Гномка невольно прыснула и тут же подавилась смешком от отдавшихся болью рёбер и бока.
— Чтоб орать, Писака, голос не так уж и нужен. Да и петь в уме, если хочется, можно.
На лице гнома вдруг расцвёл странный восторг.
— Ох-хо-хо, что за попытка в глубокие мысли? Для твоего персонажа это так не типично!
— Моего кого?
Она и забыла, что он пишет книгу про Инквизицию. Прохвост нажий. И как раз полез в напоясную сумку за бумагой и карандашом, чтоб записать что-то.
— Так, — Варрик чирканул наверху какое-то слово, — ну-ка, спой-ка в этом своём уме то, что сейчас все пели. Я должен записать выражение твоего лица, а то то воодушевление, с которым ты на певчих смотрела, слишком уж банально.
Хив устало сдула лезшую в глаза поседевшую чёлку и вяло улыбнулась. В голове её почему-то крутилась абсолютно другая песня. Та самая песня…
Вместо нот из её рта вырывались булькающие, сдавленные рыданиями звуки, напоминавшие скорее предсмертные хрипы, чем что-то нормальное.
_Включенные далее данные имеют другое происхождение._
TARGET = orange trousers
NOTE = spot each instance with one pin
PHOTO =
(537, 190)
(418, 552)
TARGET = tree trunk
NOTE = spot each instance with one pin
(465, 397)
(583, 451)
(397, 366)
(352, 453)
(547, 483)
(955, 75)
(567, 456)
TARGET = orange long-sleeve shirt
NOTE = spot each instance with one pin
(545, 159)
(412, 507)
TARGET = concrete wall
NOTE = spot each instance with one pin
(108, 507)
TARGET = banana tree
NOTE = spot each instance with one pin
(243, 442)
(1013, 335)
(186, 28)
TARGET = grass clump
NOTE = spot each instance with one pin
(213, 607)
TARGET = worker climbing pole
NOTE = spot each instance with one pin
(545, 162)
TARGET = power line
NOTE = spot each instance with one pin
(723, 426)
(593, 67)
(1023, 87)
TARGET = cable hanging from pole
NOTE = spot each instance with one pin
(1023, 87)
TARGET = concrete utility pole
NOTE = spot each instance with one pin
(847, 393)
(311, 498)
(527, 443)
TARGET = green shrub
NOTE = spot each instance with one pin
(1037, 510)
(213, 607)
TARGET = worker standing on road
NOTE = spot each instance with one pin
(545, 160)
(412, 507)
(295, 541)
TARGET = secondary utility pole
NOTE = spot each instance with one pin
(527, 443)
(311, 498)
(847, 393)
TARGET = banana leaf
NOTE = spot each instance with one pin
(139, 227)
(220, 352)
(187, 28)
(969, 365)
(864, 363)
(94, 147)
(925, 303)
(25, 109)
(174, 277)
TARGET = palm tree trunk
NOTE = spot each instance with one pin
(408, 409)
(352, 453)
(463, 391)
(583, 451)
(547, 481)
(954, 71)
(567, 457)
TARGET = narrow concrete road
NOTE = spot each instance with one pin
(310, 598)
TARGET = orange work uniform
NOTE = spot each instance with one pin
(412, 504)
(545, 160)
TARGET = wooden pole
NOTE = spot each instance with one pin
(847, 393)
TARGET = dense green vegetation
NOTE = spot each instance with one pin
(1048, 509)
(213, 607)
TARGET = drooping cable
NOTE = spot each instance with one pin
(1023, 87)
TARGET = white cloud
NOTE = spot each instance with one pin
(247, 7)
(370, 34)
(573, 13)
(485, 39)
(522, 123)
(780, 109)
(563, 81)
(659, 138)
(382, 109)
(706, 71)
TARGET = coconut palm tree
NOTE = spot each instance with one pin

Песня, всего лишь колыбельная, та самая, питалась отчаянием и рьяно рвалась наружу, но не могла пройти сквозь разорванные некогда криками связки, застревая в горле и разрушаясь на мелкие омерзительные крошки.
Исчезая навсегда в ядовитой кровавой какофонии.
Всё, что ей, взрослой, оставалось, так это качать тело Роррика на коленях, тщетно закрывая уже давно как прекратившую хлестать кровью дыру в его шее своей единственной ободранной чуть ли не до костей рукой. И мычать, мычать, мычать…Нечленораздельно, неправильно, сломано. Давясь, хрипя от боли и рвя изнутри попытками зазвучать собственную грудную клетку. Только так, как может мычать портящее всё грёбанное инквизиторское чудовище, на которое её брат по чьей-то злой иронии, видимо, получил заказ для убийства и в котором до самого конца не признавал ту самую его младшую взбалмошную сестру. Сестру, у которой в горле уже давно находилась такая же хрипящая дыра. Сестру, которой он оставил умение читать, убивший его нож и…
Больше она никогда не слышала и не пыталась напеть его песню. Даже у себя в голове.